Dramma della solitudine e della paura a Londra: centinaia di persone trovate in casa in avanzato stato di decomposizione.
Londra sotto shock: il Coronavirus continua a seminare il panico nella capitale inglese. Dall'inizio del lockdown, decine di anziani, disabili e persone fragili sono morte di coronavirus e altre malattie, da sole in casa, con i corpi ritrovati anche due settimane dopo. A raccontare oggi questa tragedia della solitudine durante il confinamento è il Guardian, che parla di decine e decine di casi. «Persone sono state scoperte anche una settimana o due» dopo la morte, ha detto il patologo Mike Osborne, presidente della commissione sulle indagini delle cause di morte del Royal College of Pathologists. «Ho visto tanti di questi casi, con i corpi in avanzato stato di decomposizione, dove abbiamo fatto tamponi covid-19 post mortem», ha raccontato.
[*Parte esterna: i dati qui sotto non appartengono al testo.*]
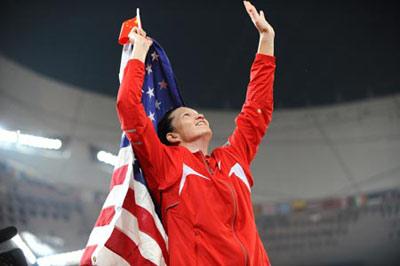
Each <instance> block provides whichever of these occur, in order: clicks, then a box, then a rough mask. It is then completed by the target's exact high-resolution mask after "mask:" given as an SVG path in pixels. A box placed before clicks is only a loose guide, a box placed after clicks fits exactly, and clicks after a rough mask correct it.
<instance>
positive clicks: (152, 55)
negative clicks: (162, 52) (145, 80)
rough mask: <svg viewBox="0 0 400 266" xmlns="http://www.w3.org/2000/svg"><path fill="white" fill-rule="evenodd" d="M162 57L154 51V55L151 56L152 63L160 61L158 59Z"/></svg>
mask: <svg viewBox="0 0 400 266" xmlns="http://www.w3.org/2000/svg"><path fill="white" fill-rule="evenodd" d="M159 57H160V56H159V55H158V54H157V53H156V51H154V52H153V53H152V54H151V60H152V61H154V60H156V61H158V58H159Z"/></svg>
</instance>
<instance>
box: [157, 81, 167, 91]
mask: <svg viewBox="0 0 400 266" xmlns="http://www.w3.org/2000/svg"><path fill="white" fill-rule="evenodd" d="M158 86H160V89H166V88H167V87H168V83H167V82H165V80H162V81H160V82H158Z"/></svg>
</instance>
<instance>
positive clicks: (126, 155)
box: [114, 145, 135, 171]
mask: <svg viewBox="0 0 400 266" xmlns="http://www.w3.org/2000/svg"><path fill="white" fill-rule="evenodd" d="M134 159H135V155H134V154H133V152H132V147H131V145H128V146H126V147H124V148H121V149H120V150H119V152H118V160H117V163H116V164H115V167H114V171H115V169H118V168H120V167H122V166H124V165H127V164H132V163H133V160H134Z"/></svg>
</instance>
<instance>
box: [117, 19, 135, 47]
mask: <svg viewBox="0 0 400 266" xmlns="http://www.w3.org/2000/svg"><path fill="white" fill-rule="evenodd" d="M133 27H139V23H138V20H137V18H136V17H134V18H131V19H128V20H125V21H124V22H123V23H122V26H121V32H120V33H119V37H118V43H119V44H121V45H124V44H127V43H128V42H129V37H128V35H129V33H130V32H131V30H132V28H133Z"/></svg>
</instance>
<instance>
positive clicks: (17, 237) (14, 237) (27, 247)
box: [11, 234, 36, 264]
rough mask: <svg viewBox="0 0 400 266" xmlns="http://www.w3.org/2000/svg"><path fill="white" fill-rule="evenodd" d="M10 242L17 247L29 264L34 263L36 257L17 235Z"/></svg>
mask: <svg viewBox="0 0 400 266" xmlns="http://www.w3.org/2000/svg"><path fill="white" fill-rule="evenodd" d="M11 240H12V241H13V242H14V243H15V245H17V246H18V247H19V248H20V249H21V250H22V252H23V253H24V255H25V258H26V259H27V260H28V262H29V263H30V264H35V263H36V256H35V254H33V252H32V250H31V249H30V248H29V247H28V246H27V245H26V244H25V242H24V241H23V240H22V238H21V237H20V236H19V234H17V235H15V236H14V237H13V238H11Z"/></svg>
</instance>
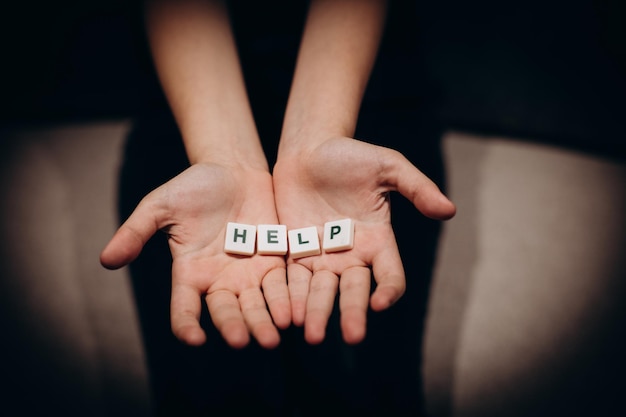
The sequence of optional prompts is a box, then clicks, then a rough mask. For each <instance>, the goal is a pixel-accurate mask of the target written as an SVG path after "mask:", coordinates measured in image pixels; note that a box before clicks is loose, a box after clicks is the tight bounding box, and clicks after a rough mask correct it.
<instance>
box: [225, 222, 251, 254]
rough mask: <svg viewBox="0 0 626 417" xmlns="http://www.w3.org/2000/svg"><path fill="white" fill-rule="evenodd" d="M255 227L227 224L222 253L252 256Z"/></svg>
mask: <svg viewBox="0 0 626 417" xmlns="http://www.w3.org/2000/svg"><path fill="white" fill-rule="evenodd" d="M255 243H256V226H253V225H251V224H241V223H232V222H229V223H228V224H227V225H226V239H225V242H224V252H226V253H233V254H236V255H254V249H255Z"/></svg>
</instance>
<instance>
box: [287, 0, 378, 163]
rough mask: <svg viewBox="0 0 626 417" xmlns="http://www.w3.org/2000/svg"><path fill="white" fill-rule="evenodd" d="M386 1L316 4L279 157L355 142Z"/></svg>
mask: <svg viewBox="0 0 626 417" xmlns="http://www.w3.org/2000/svg"><path fill="white" fill-rule="evenodd" d="M385 15H386V1H384V0H314V1H312V2H311V9H310V11H309V15H308V17H307V22H306V26H305V30H304V34H303V38H302V43H301V46H300V52H299V55H298V60H297V64H296V70H295V73H294V80H293V84H292V88H291V92H290V96H289V100H288V105H287V110H286V113H285V120H284V124H283V132H282V135H281V143H280V147H279V156H280V155H281V154H283V153H285V152H289V151H291V150H298V149H302V147H306V146H314V145H315V143H313V142H315V140H316V139H317V138H319V139H320V140H321V139H322V138H324V137H326V138H328V137H330V136H352V135H353V134H354V130H355V128H356V121H357V118H358V113H359V110H360V107H361V101H362V98H363V94H364V92H365V88H366V86H367V82H368V80H369V76H370V74H371V70H372V67H373V65H374V61H375V59H376V55H377V52H378V46H379V44H380V40H381V37H382V33H383V28H384V23H385Z"/></svg>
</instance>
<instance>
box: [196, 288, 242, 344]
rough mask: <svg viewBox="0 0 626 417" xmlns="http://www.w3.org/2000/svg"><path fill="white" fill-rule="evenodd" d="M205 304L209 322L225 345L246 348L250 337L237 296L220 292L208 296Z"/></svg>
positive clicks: (212, 293) (228, 293)
mask: <svg viewBox="0 0 626 417" xmlns="http://www.w3.org/2000/svg"><path fill="white" fill-rule="evenodd" d="M206 302H207V306H208V308H209V314H210V315H211V320H212V321H213V324H214V325H215V328H216V329H217V330H218V331H219V332H220V334H221V335H222V337H223V338H224V340H226V343H228V344H229V345H230V346H232V347H234V348H236V349H240V348H243V347H244V346H246V345H247V344H248V343H249V342H250V335H249V333H248V327H247V326H246V322H245V320H244V318H243V314H242V313H241V309H240V307H239V300H238V299H237V296H236V295H235V294H233V293H232V292H230V291H225V290H220V291H216V292H213V293H210V294H208V295H207V296H206Z"/></svg>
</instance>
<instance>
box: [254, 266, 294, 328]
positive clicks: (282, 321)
mask: <svg viewBox="0 0 626 417" xmlns="http://www.w3.org/2000/svg"><path fill="white" fill-rule="evenodd" d="M261 286H262V288H263V296H264V297H265V301H266V302H267V306H268V308H269V310H270V314H271V315H272V319H273V320H274V323H275V324H276V326H277V327H278V328H279V329H286V328H287V327H289V324H291V302H290V301H289V288H288V287H287V273H286V271H285V268H276V269H272V270H271V271H270V272H269V273H268V274H267V275H266V276H265V278H263V282H262V283H261Z"/></svg>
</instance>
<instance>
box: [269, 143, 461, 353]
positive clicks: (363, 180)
mask: <svg viewBox="0 0 626 417" xmlns="http://www.w3.org/2000/svg"><path fill="white" fill-rule="evenodd" d="M283 155H285V156H283ZM273 177H274V190H275V196H276V207H277V210H278V218H279V220H280V222H281V224H285V225H287V227H288V228H289V229H294V228H300V227H306V226H311V225H315V226H317V227H318V233H319V234H320V237H321V232H322V227H323V225H324V223H325V222H327V221H331V220H339V219H343V218H351V219H353V220H354V221H355V236H354V248H353V249H351V250H348V251H344V252H335V253H329V254H326V253H322V254H320V255H317V256H310V257H305V258H299V259H295V260H294V259H292V258H290V257H289V258H288V260H287V277H288V283H289V293H290V298H291V307H292V319H293V322H294V324H296V325H304V328H305V339H306V340H307V341H308V342H309V343H320V342H321V341H322V340H323V339H324V337H325V329H326V325H327V323H328V319H329V317H330V314H331V312H332V308H333V303H334V299H335V296H336V295H337V291H338V290H339V293H340V294H339V309H340V314H341V329H342V334H343V337H344V340H345V341H346V342H347V343H351V344H354V343H358V342H360V341H361V340H362V339H363V338H364V337H365V329H366V312H367V308H368V303H369V305H370V306H371V308H372V309H373V310H375V311H381V310H384V309H386V308H387V307H389V306H390V305H392V304H393V303H394V302H395V301H397V300H398V299H399V298H400V297H401V296H402V294H403V293H404V290H405V276H404V269H403V266H402V261H401V259H400V255H399V252H398V247H397V244H396V240H395V236H394V233H393V230H392V227H391V223H390V207H389V193H390V192H391V191H398V192H400V193H401V194H402V195H403V196H404V197H406V198H408V199H409V200H411V201H412V202H413V204H414V205H415V207H416V208H417V209H418V210H419V211H420V212H421V213H422V214H424V215H426V216H428V217H430V218H434V219H448V218H451V217H452V216H454V214H455V210H456V209H455V206H454V205H453V204H452V203H451V202H450V201H449V200H448V199H447V198H446V197H445V196H444V195H443V194H442V193H441V192H440V190H439V189H438V187H437V186H436V185H435V184H434V183H433V182H432V181H431V180H430V179H428V178H427V177H426V176H425V175H424V174H422V173H421V172H420V171H419V170H418V169H417V168H416V167H415V166H413V165H412V164H411V163H410V162H409V161H408V160H407V159H406V158H405V157H404V156H403V155H402V154H400V153H399V152H397V151H394V150H391V149H388V148H384V147H380V146H375V145H371V144H367V143H364V142H361V141H358V140H355V139H351V138H335V139H330V140H326V141H324V142H321V143H320V144H319V145H316V146H315V147H312V148H309V149H305V150H302V151H300V152H285V153H283V154H279V158H278V161H277V164H276V166H275V168H274V174H273ZM416 238H419V237H416ZM322 250H323V249H322ZM370 267H371V272H373V275H374V279H375V281H376V288H375V291H374V292H373V293H372V294H371V297H370V282H371V272H370Z"/></svg>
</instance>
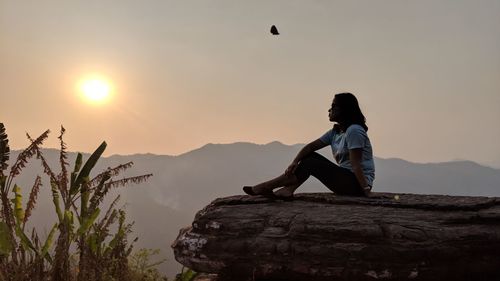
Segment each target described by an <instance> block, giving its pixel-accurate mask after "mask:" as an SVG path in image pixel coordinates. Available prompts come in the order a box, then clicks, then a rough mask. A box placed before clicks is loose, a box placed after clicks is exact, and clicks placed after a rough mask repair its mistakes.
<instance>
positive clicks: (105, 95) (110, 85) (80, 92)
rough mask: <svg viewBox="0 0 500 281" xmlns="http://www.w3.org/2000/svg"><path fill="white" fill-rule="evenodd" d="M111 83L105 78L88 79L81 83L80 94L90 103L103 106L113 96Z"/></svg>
mask: <svg viewBox="0 0 500 281" xmlns="http://www.w3.org/2000/svg"><path fill="white" fill-rule="evenodd" d="M111 90H112V87H111V83H110V82H109V81H108V80H107V79H106V78H103V77H97V76H94V77H88V78H85V79H82V80H81V82H80V83H79V92H80V93H81V94H82V95H83V98H84V99H85V100H87V101H89V102H92V103H96V104H101V103H104V102H106V101H107V100H108V99H109V97H110V94H111Z"/></svg>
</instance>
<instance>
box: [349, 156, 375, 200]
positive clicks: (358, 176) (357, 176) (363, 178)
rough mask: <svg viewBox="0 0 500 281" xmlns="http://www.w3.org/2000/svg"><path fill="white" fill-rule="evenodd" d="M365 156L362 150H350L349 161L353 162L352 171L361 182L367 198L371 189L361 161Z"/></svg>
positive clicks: (361, 186) (361, 184)
mask: <svg viewBox="0 0 500 281" xmlns="http://www.w3.org/2000/svg"><path fill="white" fill-rule="evenodd" d="M362 155H363V150H362V149H361V148H355V149H349V159H350V160H351V166H352V171H353V173H354V175H355V176H356V179H357V180H358V182H359V185H360V186H361V187H362V188H363V191H364V193H365V195H366V196H368V195H369V194H370V188H369V185H368V182H367V181H366V178H365V173H364V172H363V169H362V168H361V159H362Z"/></svg>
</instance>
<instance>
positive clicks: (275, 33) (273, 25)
mask: <svg viewBox="0 0 500 281" xmlns="http://www.w3.org/2000/svg"><path fill="white" fill-rule="evenodd" d="M271 34H272V35H280V33H279V32H278V29H277V28H276V26H275V25H273V26H271Z"/></svg>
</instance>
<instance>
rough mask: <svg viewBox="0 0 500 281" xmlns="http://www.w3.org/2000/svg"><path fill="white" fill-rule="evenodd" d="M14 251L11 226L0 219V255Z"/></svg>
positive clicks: (6, 254) (5, 255) (6, 253)
mask: <svg viewBox="0 0 500 281" xmlns="http://www.w3.org/2000/svg"><path fill="white" fill-rule="evenodd" d="M11 251H12V240H11V238H10V233H9V227H8V226H7V224H6V223H5V222H3V221H0V257H1V256H7V255H9V254H10V252H11Z"/></svg>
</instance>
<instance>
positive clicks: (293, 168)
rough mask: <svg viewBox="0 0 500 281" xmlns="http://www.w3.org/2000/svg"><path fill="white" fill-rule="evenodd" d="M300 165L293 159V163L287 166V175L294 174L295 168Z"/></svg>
mask: <svg viewBox="0 0 500 281" xmlns="http://www.w3.org/2000/svg"><path fill="white" fill-rule="evenodd" d="M298 165H299V162H297V161H293V162H292V164H290V166H288V168H286V170H285V175H287V176H290V175H293V173H295V170H296V169H297V166H298Z"/></svg>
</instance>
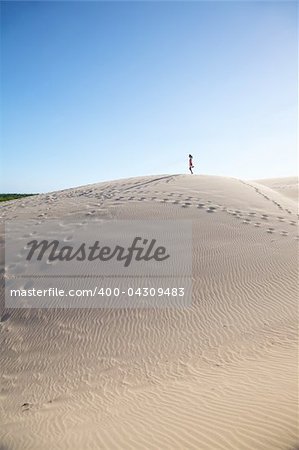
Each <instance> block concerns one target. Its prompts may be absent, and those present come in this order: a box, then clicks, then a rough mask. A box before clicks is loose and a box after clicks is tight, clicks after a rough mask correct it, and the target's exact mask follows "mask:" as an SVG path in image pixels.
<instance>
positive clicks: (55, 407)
mask: <svg viewBox="0 0 299 450" xmlns="http://www.w3.org/2000/svg"><path fill="white" fill-rule="evenodd" d="M294 185H295V179H277V180H270V181H269V182H267V180H260V181H259V182H257V181H254V182H253V181H252V182H251V181H245V180H238V179H233V178H224V177H216V176H215V177H213V176H204V175H194V176H191V175H173V176H171V175H165V176H152V177H142V178H131V179H123V180H117V181H111V182H109V183H99V184H94V185H88V186H83V187H78V188H74V189H68V190H64V191H60V192H53V193H49V194H43V195H39V196H36V197H28V198H23V199H20V200H15V201H11V202H9V203H7V204H4V205H3V204H2V205H1V221H2V224H3V223H4V221H7V222H10V221H12V220H14V219H36V221H38V222H40V223H43V222H44V221H47V219H49V218H56V219H57V220H60V221H61V224H62V225H63V223H64V221H67V220H69V219H70V218H71V220H72V223H73V224H74V226H75V225H76V224H77V225H78V224H82V223H84V222H85V221H87V220H89V219H90V218H106V217H109V218H111V217H114V218H118V219H143V220H149V219H160V220H163V219H174V220H176V219H190V220H192V224H193V270H192V279H193V296H192V304H191V306H189V307H187V308H172V309H171V308H170V309H168V308H167V309H161V308H148V309H137V308H136V309H115V310H111V309H80V310H79V309H73V310H63V309H55V310H53V309H49V310H47V309H27V310H26V309H4V304H3V301H4V299H3V290H2V311H1V318H2V319H1V322H0V337H1V343H0V351H1V367H0V372H1V388H0V408H1V409H0V448H1V450H2V449H3V450H4V449H20V450H26V449H28V450H44V449H49V450H53V449H55V450H56V449H57V450H60V449H75V450H77V449H78V450H83V449H84V450H87V449H122V450H123V449H138V450H140V449H155V450H156V449H200V450H206V449H211V450H212V449H213V450H216V449H235V450H247V449H248V450H249V449H250V450H252V449H255V450H259V449H260V450H261V449H265V450H275V449H277V450H278V449H279V450H291V449H295V448H296V445H298V441H297V434H298V428H297V423H298V422H297V419H298V417H297V412H298V405H297V394H298V384H297V379H298V378H297V375H298V367H297V364H298V358H297V356H298V341H297V328H298V315H297V306H296V301H297V296H298V286H297V276H298V266H297V250H298V229H297V219H298V215H297V213H298V211H297V203H296V201H295V195H294V192H296V189H295V188H294V187H293V186H294ZM1 245H2V250H3V242H2V244H1ZM2 261H3V254H2Z"/></svg>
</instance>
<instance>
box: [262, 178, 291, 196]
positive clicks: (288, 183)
mask: <svg viewBox="0 0 299 450" xmlns="http://www.w3.org/2000/svg"><path fill="white" fill-rule="evenodd" d="M256 182H257V183H259V184H262V185H264V186H268V187H269V188H271V189H273V190H274V191H277V192H279V193H281V194H282V195H285V196H286V197H289V198H291V199H293V200H298V177H286V178H269V179H266V180H257V181H256Z"/></svg>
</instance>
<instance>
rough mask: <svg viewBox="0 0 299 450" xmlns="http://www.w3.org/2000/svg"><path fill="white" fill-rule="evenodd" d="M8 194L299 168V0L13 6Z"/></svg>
mask: <svg viewBox="0 0 299 450" xmlns="http://www.w3.org/2000/svg"><path fill="white" fill-rule="evenodd" d="M1 67H2V74H1V103H2V106H1V184H0V191H1V192H46V191H51V190H57V189H63V188H68V187H74V186H79V185H83V184H88V183H95V182H99V181H103V180H109V179H116V178H125V177H130V176H139V175H150V174H163V173H187V172H188V170H187V169H188V158H187V157H188V154H189V153H192V154H193V156H194V164H195V166H196V167H195V173H204V174H213V175H222V176H233V177H239V178H251V179H254V178H267V177H277V176H288V175H295V174H296V170H297V150H296V140H297V135H296V129H297V4H296V3H295V2H125V1H123V2H2V4H1Z"/></svg>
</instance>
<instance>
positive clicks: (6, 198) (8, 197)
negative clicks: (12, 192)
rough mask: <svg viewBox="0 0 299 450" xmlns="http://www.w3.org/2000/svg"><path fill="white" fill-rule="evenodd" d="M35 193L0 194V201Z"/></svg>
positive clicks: (3, 201) (35, 194) (19, 197)
mask: <svg viewBox="0 0 299 450" xmlns="http://www.w3.org/2000/svg"><path fill="white" fill-rule="evenodd" d="M31 195H36V194H0V202H8V201H9V200H16V199H17V198H23V197H29V196H31Z"/></svg>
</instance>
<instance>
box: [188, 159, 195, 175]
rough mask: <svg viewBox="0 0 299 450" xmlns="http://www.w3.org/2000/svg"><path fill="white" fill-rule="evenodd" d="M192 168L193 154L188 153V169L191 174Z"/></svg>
mask: <svg viewBox="0 0 299 450" xmlns="http://www.w3.org/2000/svg"><path fill="white" fill-rule="evenodd" d="M193 168H194V166H193V156H192V155H189V170H190V172H191V175H193V170H192V169H193Z"/></svg>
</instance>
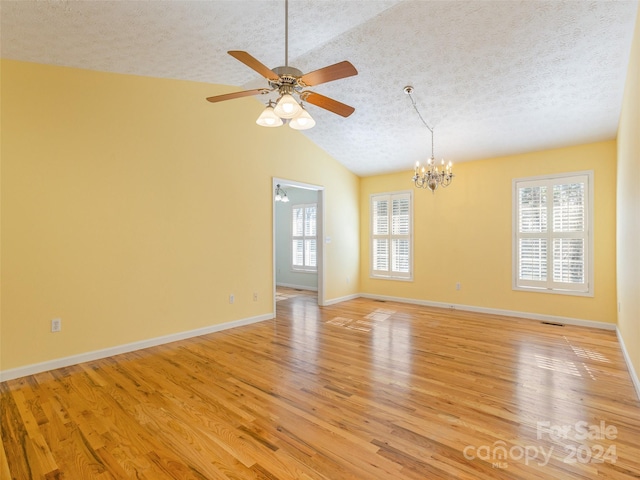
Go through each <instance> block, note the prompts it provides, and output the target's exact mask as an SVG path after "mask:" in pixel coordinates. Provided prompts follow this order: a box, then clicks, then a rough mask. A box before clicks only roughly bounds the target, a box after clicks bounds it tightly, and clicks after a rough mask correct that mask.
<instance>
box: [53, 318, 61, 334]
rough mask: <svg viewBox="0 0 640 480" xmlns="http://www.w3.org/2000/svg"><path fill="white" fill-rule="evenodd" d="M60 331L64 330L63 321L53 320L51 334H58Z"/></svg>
mask: <svg viewBox="0 0 640 480" xmlns="http://www.w3.org/2000/svg"><path fill="white" fill-rule="evenodd" d="M60 330H62V319H60V318H54V319H53V320H51V332H52V333H57V332H59V331H60Z"/></svg>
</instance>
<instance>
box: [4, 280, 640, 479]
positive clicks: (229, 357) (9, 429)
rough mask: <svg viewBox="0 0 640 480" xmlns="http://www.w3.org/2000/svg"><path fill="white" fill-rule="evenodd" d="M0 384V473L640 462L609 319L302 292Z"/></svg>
mask: <svg viewBox="0 0 640 480" xmlns="http://www.w3.org/2000/svg"><path fill="white" fill-rule="evenodd" d="M0 393H1V405H0V406H1V412H0V415H1V422H2V423H1V424H2V433H1V434H2V442H1V444H0V445H1V446H2V448H0V477H1V478H2V479H5V478H7V479H8V478H14V479H19V480H25V479H47V480H50V479H71V480H76V479H77V480H90V479H129V478H135V479H151V480H161V479H200V480H202V479H236V480H240V479H265V480H274V479H281V480H289V479H306V480H310V479H317V480H320V479H322V480H329V479H330V480H337V479H354V480H355V479H357V480H367V479H393V480H403V479H420V480H424V479H473V480H477V479H562V480H565V479H596V478H597V479H599V478H603V479H629V478H640V402H639V401H638V399H637V397H636V394H635V391H634V389H633V386H632V383H631V379H630V377H629V373H628V372H627V370H626V367H625V364H624V360H623V357H622V354H621V350H620V347H619V345H618V343H617V340H616V336H615V333H614V332H612V331H602V330H595V329H587V328H581V327H572V326H554V325H546V324H542V323H540V322H536V321H532V320H523V319H517V318H506V317H496V316H491V315H481V314H472V313H468V312H461V311H456V310H443V309H432V308H426V307H419V306H415V305H406V304H400V303H392V302H377V301H372V300H366V299H357V300H352V301H348V302H343V303H341V304H338V305H334V306H330V307H324V308H319V307H318V306H317V305H316V298H315V297H314V296H313V295H309V293H308V292H303V293H301V294H299V295H297V296H291V297H288V298H286V299H284V300H281V301H279V302H278V303H277V318H276V319H275V320H271V321H266V322H262V323H259V324H254V325H250V326H246V327H241V328H236V329H233V330H227V331H223V332H219V333H215V334H211V335H206V336H203V337H198V338H194V339H189V340H185V341H180V342H176V343H173V344H170V345H164V346H160V347H154V348H150V349H147V350H143V351H138V352H134V353H130V354H125V355H119V356H116V357H111V358H107V359H103V360H99V361H94V362H88V363H85V364H81V365H77V366H74V367H69V368H63V369H59V370H54V371H50V372H46V373H41V374H37V375H33V376H29V377H25V378H21V379H16V380H12V381H9V382H4V383H2V384H0Z"/></svg>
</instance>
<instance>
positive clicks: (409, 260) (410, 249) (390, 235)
mask: <svg viewBox="0 0 640 480" xmlns="http://www.w3.org/2000/svg"><path fill="white" fill-rule="evenodd" d="M394 195H408V196H409V235H408V238H409V273H408V274H404V273H402V274H400V273H393V272H389V273H384V274H383V273H379V272H380V271H379V270H374V269H373V199H374V198H375V197H384V196H388V197H389V198H391V197H393V196H394ZM413 221H414V219H413V190H401V191H396V192H382V193H373V194H371V195H369V277H370V278H375V279H379V280H397V281H401V282H412V281H413ZM388 236H389V239H391V237H392V236H391V234H389V235H388ZM389 263H391V261H389Z"/></svg>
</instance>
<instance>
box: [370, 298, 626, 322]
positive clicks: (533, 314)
mask: <svg viewBox="0 0 640 480" xmlns="http://www.w3.org/2000/svg"><path fill="white" fill-rule="evenodd" d="M360 296H361V297H362V298H370V299H373V300H385V301H389V302H400V303H411V304H414V305H424V306H425V307H436V308H449V309H454V310H463V311H467V312H477V313H488V314H491V315H501V316H506V317H518V318H526V319H529V320H540V321H543V322H552V323H562V324H565V325H576V326H579V327H591V328H600V329H603V330H615V329H616V325H615V324H614V323H606V322H596V321H595V320H582V319H580V318H571V317H559V316H556V315H544V314H541V313H531V312H518V311H514V310H502V309H499V308H486V307H474V306H471V305H459V304H455V303H442V302H429V301H426V300H414V299H411V298H403V297H389V296H386V295H370V294H362V295H360Z"/></svg>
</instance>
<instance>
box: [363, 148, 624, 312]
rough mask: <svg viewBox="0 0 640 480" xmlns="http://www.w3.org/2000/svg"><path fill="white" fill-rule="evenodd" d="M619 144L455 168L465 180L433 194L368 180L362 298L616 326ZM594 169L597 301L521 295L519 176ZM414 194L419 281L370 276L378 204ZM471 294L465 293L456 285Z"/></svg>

In totale sono più o meno 700 le persone morte in casa a Londra da marzo a maggio. Al momento non ci sono dati su quanti vivessero da soli. Si fa affidamento sulle testimonianze di medici di base che parlano di decine di persone che hanno trascorso il confinamento in solitudine e sono decedute di Covid-19 o altre cause, magari perché avevano paura di contagiarsi se fossero andate al pronto soccorso. Ad avvertire le autorità sono stati i vicini, parenti lontani o gli stessi medici di famiglia che non avevano più notizie dei loro assistiti. Spesso la segnalazione è arrivata con molti giorni di ritardo rispetto al decesso stesso.